Imagine, if you will, TWO rectanges of identical dimensions. One colored (.backcolor) something dull, the other colored something bright. Overlapping on the form, with the bright bar on top. Aspect ratio very long but very narrow, looks like a long horizontal bar.
When you are about to start, make both rectangles visible, make the top and left and height properties of the bright one match the named properties of the dull rectangle, but make the width of the bright one equal to 1 and leave the width of the dull one whatever it is. I don't think you CAN make it 0, but heck, you could try. At worst it wouldn't work.
Now, at the places in your code where you would updated the progress bar, you compute a ratio of how much you have done to the expected number of things to do. This is going to be a real number 0.xxxxx from 0 to 1.0000, and that is exactly how you need it.
Take this fraction-of-completion number.
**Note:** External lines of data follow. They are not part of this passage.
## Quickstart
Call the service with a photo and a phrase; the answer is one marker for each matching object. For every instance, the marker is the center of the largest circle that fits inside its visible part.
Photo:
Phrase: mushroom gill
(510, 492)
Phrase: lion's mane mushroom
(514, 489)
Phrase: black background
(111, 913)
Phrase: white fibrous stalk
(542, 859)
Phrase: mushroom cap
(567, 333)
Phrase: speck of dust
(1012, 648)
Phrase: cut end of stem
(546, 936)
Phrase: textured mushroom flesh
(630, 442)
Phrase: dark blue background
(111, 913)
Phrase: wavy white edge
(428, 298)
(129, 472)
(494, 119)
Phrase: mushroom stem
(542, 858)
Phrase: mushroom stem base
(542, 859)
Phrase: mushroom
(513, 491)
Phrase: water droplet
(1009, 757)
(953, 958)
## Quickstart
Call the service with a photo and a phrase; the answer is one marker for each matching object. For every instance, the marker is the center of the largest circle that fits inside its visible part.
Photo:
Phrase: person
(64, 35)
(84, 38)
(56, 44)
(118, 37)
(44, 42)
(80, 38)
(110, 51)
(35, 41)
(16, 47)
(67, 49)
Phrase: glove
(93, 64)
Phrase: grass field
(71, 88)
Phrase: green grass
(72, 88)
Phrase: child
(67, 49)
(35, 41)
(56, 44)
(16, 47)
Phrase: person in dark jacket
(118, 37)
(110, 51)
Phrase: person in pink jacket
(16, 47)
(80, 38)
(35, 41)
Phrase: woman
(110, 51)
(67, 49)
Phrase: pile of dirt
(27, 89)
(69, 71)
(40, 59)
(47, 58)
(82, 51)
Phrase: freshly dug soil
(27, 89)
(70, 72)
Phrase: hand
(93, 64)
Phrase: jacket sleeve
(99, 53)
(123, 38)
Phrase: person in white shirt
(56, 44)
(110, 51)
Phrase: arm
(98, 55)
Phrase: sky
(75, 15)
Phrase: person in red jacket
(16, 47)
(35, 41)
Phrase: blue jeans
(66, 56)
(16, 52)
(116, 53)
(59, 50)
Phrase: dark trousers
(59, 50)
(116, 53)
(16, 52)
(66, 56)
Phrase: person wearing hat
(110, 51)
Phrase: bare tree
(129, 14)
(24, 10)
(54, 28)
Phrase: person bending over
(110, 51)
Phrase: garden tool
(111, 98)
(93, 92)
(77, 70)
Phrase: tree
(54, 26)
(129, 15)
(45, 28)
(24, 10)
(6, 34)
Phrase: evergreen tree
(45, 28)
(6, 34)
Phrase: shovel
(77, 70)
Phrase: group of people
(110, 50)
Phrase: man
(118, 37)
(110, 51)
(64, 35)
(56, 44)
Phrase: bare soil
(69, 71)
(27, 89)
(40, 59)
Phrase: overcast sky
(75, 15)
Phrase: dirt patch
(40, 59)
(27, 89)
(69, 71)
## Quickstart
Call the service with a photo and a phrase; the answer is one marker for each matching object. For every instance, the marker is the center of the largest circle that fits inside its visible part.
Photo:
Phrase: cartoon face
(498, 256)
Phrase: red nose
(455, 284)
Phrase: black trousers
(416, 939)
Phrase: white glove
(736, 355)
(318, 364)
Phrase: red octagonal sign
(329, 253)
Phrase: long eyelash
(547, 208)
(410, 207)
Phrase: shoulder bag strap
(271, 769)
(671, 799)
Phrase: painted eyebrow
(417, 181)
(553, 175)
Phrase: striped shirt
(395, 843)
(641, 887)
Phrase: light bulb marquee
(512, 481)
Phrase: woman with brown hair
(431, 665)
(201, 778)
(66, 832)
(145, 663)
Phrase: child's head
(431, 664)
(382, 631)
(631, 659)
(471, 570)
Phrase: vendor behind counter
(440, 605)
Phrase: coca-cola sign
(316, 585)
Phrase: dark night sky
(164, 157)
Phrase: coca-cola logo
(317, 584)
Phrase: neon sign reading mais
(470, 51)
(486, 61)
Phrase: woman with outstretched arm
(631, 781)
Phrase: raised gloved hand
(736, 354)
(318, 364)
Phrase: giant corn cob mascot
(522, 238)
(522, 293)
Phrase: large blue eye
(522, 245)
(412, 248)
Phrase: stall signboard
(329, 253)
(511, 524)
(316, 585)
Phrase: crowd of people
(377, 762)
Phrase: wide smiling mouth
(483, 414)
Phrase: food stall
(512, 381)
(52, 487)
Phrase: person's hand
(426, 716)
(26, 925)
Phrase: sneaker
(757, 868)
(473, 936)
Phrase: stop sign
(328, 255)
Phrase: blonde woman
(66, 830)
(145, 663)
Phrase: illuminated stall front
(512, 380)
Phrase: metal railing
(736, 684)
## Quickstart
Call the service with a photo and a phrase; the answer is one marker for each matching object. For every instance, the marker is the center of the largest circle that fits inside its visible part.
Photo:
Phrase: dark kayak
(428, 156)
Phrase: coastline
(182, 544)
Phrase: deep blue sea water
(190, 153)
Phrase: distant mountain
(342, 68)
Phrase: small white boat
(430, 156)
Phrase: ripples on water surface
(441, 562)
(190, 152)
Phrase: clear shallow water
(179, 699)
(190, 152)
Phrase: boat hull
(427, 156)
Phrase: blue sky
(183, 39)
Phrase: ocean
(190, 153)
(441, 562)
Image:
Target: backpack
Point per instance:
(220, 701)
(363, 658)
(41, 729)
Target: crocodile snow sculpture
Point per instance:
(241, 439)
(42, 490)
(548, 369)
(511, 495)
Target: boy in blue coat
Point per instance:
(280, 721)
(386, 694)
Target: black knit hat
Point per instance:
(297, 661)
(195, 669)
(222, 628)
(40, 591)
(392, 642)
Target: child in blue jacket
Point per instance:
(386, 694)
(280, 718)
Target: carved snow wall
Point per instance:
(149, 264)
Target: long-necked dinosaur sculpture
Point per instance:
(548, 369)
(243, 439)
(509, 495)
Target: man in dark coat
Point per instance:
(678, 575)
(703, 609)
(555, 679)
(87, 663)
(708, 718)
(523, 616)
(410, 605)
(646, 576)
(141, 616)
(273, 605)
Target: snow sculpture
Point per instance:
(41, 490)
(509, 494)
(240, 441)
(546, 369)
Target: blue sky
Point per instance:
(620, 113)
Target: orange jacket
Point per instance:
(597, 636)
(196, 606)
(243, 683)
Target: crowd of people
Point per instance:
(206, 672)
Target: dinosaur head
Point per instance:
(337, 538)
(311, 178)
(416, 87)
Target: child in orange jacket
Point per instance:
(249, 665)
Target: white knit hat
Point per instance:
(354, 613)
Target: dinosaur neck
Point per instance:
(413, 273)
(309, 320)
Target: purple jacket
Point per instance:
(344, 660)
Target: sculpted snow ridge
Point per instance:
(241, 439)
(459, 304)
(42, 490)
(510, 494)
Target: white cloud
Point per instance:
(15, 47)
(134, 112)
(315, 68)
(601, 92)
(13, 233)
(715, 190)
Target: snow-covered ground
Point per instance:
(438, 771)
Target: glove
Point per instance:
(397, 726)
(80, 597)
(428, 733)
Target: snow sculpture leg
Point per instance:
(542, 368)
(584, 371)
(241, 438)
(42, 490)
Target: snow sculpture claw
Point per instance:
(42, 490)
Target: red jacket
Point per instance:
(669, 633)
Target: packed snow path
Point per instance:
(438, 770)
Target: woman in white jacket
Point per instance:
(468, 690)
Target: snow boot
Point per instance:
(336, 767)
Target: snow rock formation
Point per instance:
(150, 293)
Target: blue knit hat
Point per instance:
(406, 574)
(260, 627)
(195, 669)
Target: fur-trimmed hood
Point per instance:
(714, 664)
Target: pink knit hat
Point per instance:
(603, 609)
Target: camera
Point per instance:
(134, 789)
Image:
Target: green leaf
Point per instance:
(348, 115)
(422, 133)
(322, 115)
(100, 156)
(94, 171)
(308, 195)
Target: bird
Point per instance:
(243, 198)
Convert the width of the dull rectangle to a real number and compute the completion ratio times the width. Convert that result back to an integer. Store that number in the width property of the bright rectangle. Repaint the screen. You'll see a sliding bright bar moving left to right, overlaying a darker bar. You can put both bars anywhere on your form that is convenient.
If you have a lot of things to do, it will be a smoother slide. If you have very few things to do, it will be jumpy. But from your comments, it sounds like you might have a lot to do.